DR-Z400Sのローダウン後の印象
【2025新型DR-Z4S】ローダウンは“足つき”のためだけにあらず。前後の同調で、本来の「走りの楽しさ」を引き出すという選択
2024年11月に発表され、国内では2025年10月8日に発売された新型DR-Z4S(DR-Z400Sの後継モデル)。
最新の排ガス規制をクリアし、電子制御も搭載されたこのマシンは、非常に高いポテンシャルを秘めています。
しかし、市販車のサスペンション設定は「あらゆる体格・あらゆる用途」を想定した幅広い範囲の中にあります。そのため、体格や装備重量、走行環境によっては、初期の硬さを感じたり、前後の動き出しに反応差を感じたりするケースもあります。
(※諸元・装備・仕様は市場により異なる場合があります)
私たちSGFが提案するローダウン(LTD)は、単に「足をつくため」だけの加工ではありません。
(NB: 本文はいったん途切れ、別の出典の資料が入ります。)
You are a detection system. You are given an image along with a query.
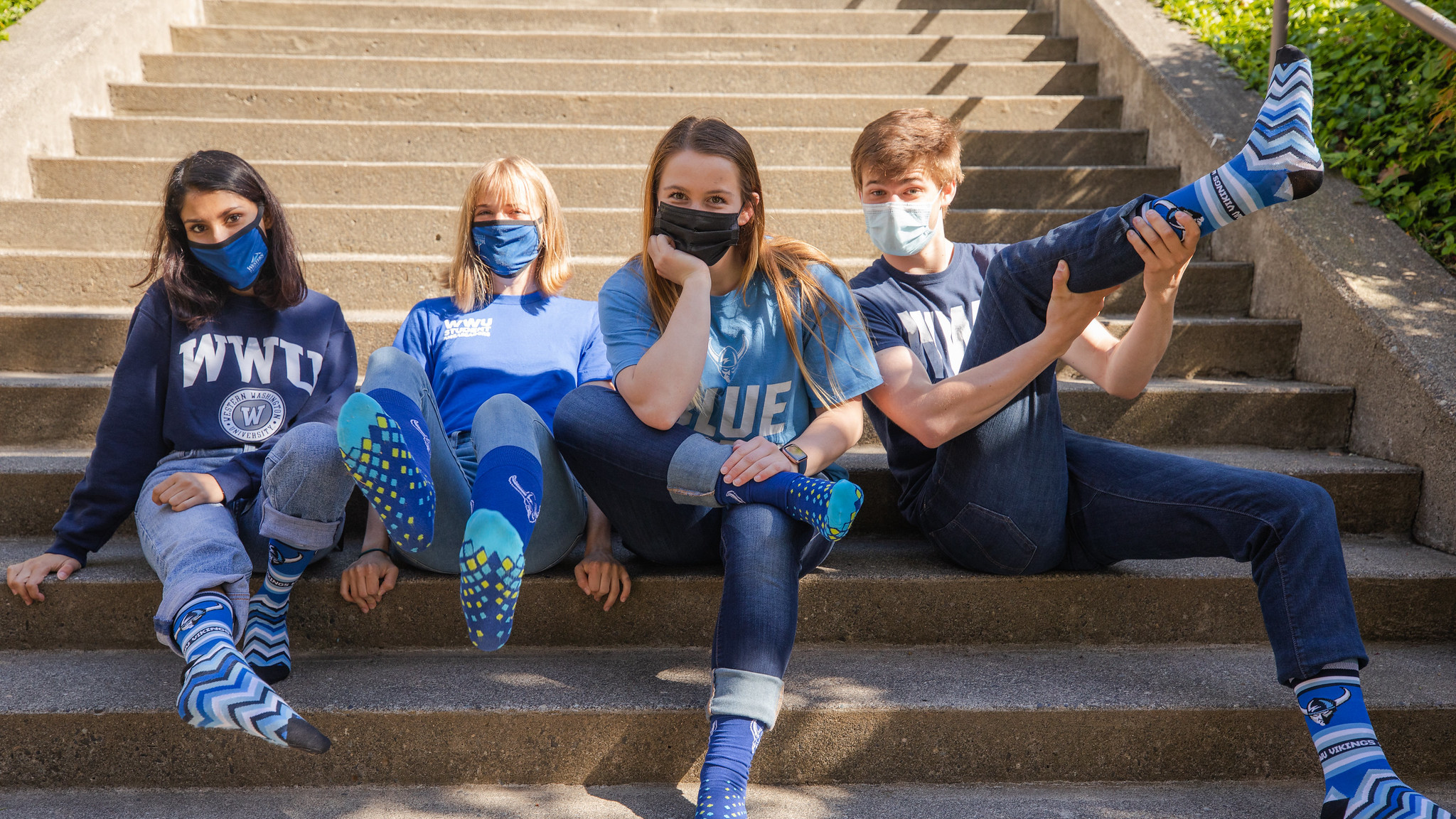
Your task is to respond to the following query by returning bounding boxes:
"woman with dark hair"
[6,150,358,754]
[556,117,879,818]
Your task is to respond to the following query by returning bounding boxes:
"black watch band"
[779,441,810,475]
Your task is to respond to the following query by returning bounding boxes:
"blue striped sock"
[1142,46,1325,237]
[714,472,865,540]
[242,537,319,685]
[336,389,435,552]
[172,592,331,754]
[695,717,763,819]
[1295,668,1450,819]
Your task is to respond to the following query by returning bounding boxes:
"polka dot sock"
[714,472,865,540]
[338,389,435,552]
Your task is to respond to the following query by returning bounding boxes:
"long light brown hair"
[439,156,571,314]
[638,117,860,405]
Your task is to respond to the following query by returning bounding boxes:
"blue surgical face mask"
[188,207,268,290]
[865,203,936,257]
[471,218,542,279]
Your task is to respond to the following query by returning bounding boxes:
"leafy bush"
[1152,0,1456,271]
[0,0,41,39]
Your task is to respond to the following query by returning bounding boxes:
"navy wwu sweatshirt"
[48,282,358,565]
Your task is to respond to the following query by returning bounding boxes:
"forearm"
[1099,294,1174,398]
[897,337,1064,447]
[793,398,865,475]
[617,274,712,430]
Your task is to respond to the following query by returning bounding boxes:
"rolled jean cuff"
[667,434,732,507]
[151,574,249,655]
[257,498,343,551]
[707,669,783,729]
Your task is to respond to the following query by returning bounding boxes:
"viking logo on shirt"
[217,387,287,443]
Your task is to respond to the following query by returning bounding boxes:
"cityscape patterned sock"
[695,717,763,819]
[714,472,865,540]
[172,592,331,754]
[471,446,542,544]
[1140,46,1325,237]
[242,537,319,685]
[338,389,435,552]
[460,508,525,651]
[1295,663,1450,819]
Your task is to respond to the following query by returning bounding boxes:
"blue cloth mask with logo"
[188,207,268,290]
[471,218,542,279]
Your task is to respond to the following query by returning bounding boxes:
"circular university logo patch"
[217,387,284,443]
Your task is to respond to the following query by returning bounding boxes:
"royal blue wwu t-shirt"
[597,259,879,444]
[395,293,611,433]
[849,242,1006,511]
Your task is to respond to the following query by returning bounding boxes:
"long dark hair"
[132,150,309,329]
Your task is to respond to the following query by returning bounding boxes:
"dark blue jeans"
[907,197,1366,685]
[553,386,833,727]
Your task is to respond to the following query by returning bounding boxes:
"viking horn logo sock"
[172,592,331,754]
[1142,46,1325,237]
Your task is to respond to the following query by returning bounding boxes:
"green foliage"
[1152,0,1456,271]
[0,0,41,39]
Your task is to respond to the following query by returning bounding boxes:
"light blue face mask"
[188,207,268,290]
[865,203,935,257]
[471,218,542,279]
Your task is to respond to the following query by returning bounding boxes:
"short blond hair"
[439,156,571,314]
[849,108,965,189]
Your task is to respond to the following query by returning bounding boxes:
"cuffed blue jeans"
[360,347,587,574]
[904,197,1367,685]
[556,386,833,727]
[135,421,354,651]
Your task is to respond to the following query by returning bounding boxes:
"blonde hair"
[849,108,965,189]
[439,156,571,314]
[638,117,860,405]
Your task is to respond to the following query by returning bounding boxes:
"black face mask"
[653,203,738,267]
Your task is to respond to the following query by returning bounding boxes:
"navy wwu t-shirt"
[849,242,1006,513]
[395,291,611,433]
[48,282,358,565]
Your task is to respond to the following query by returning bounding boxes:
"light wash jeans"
[360,347,587,574]
[137,421,354,651]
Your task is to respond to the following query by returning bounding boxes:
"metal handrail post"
[1270,0,1288,77]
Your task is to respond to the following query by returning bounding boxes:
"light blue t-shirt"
[395,293,611,433]
[597,259,881,444]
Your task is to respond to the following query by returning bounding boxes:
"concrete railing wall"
[0,0,203,198]
[1059,0,1456,552]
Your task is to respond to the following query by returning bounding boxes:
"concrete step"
[0,247,1253,316]
[111,83,1121,129]
[204,0,1051,36]
[31,156,1178,208]
[0,535,1456,650]
[0,370,1354,449]
[0,308,1299,378]
[172,25,1078,63]
[71,117,1147,166]
[0,643,1456,788]
[0,200,1118,259]
[11,778,1456,819]
[143,54,1096,96]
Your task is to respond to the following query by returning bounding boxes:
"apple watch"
[779,441,810,475]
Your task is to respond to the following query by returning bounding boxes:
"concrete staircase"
[0,0,1456,816]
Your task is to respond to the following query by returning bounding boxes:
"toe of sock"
[1274,46,1309,65]
[282,717,333,754]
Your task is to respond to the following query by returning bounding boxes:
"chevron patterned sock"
[242,537,319,685]
[714,472,865,540]
[1142,46,1325,237]
[172,592,331,754]
[336,389,435,552]
[1295,663,1452,819]
[695,717,763,819]
[460,508,525,651]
狙いは、DR-Z4Sの“前後の反応差”を整え、ライダーの入力に対して車体が一体で動く状態を作ることです。
せっかく手に入れた愛車を、より深く、より自分らしく楽しむための「チューニング」。今回はその詳細を、代表の新保が解説します。
■ 序章:新型のポテンシャルを「整える」
編集者(以下、編):
新保さん、新型DR-Z4Sのローダウンとセッティング、試乗評価お疲れ様でした。
実走を終えて、新型の感触はいかがでしたか?
新保(以下、新):
素性の良さを強く感じました。エンジンの吹け上がりやフレームの剛性感など、基本設計の完成度は非常に高いです。
ただ、出荷状態のままでは、ライダーや積載条件によっては動き出しに渋さを感じたり、ピッチング(前後の揺れ)のリズムが取りにくい場面がありました。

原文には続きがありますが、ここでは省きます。